Islamic schools fill void: NYT

By: Our Staff Reporter | May 05, 2009 |
NEW YORK - With public education in shambles in Pakistan, the poorest families have turned to Islamic schools
that feed and house children while pushing a militant brand of Islam.
According to a media report, though religious seminaries make up only about seven percent of the primary
schools in the country, their influence has been amplified by the inadequacy of public education and the innate
religiosity of the countryside, where two-thirds of the people live.
The elementary school in a poor village is easy to mistake for a cow shed. It has a dirt floor and no lights, and
crows swoop through its glassless windows, The New York Times reported Monday.
The concentration of seminaries in southern Punjab has become an urgent concern in the face of Pakistans
expanding insurgency.
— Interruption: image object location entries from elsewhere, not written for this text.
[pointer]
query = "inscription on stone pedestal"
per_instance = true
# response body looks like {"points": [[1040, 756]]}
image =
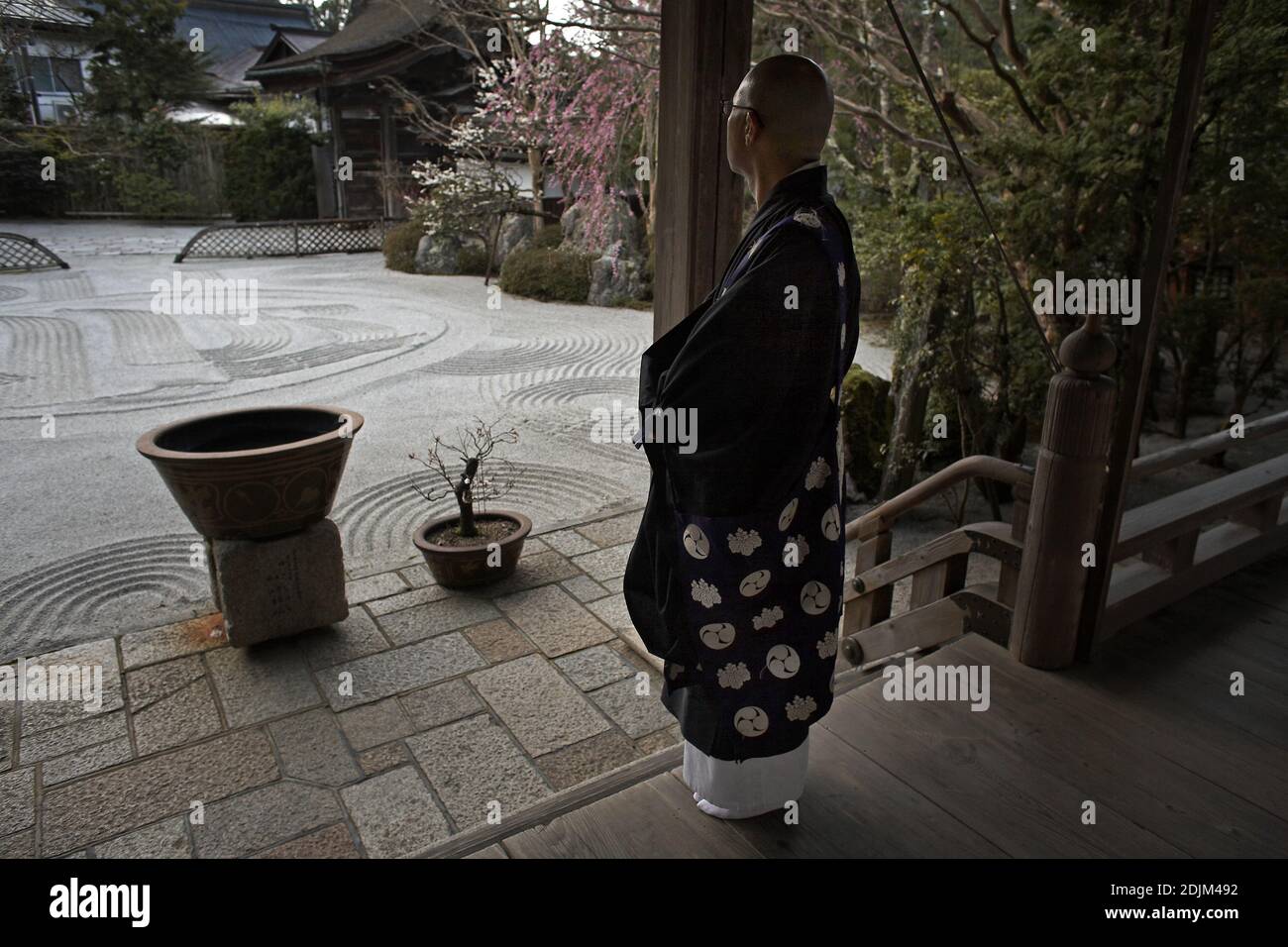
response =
{"points": [[279, 586]]}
The schools offer almost no instructions beyond memorising the Holy Quran, thus
creating a widening pool of young minds that are sympathetic to militancy.
In an analysis of the profiles of suicide bombers who have struck in Punjab, the Pakistan police said that more
than two-thirds had attended the seminaries.
We are at the beginning of a great storm that is about to sweep the country, said Ibn Abduh Rehman, who
directs the Human Rights Commission of Pakistan, an independent organisation. Its red alert for Pakistan.
President Barack Obama said in a news conference last week that he was gravely concerned about the
situation in Pakistan, and asked Congress to approve proposed assistance, tripling the aid to Pakistan for
non-military purposes, including education.
But education has never been a priority here, and even Pakistans current plan to double the spending on
education next year might collapse just like the past efforts, which were thwarted by sluggish bureaucracies,
unstable governments and a lack of commitment by Pakistans governing elite to the poor, The New York Times
says.
Pakistani families have long turned to seminaries and the religious schools make up a relatively small minority.
But even for the majority who attend public school, learning has an Islamic bent.
Literacy in Pakistan has grown from barely 20 percent at independence 61 years ago, and the government
recently improved the curriculum and reduced its emphasis on Islam.
But even today, only about half of Pakistanis can read and write, far below the proportion in countries with
similar per-capita income, like Vietnam.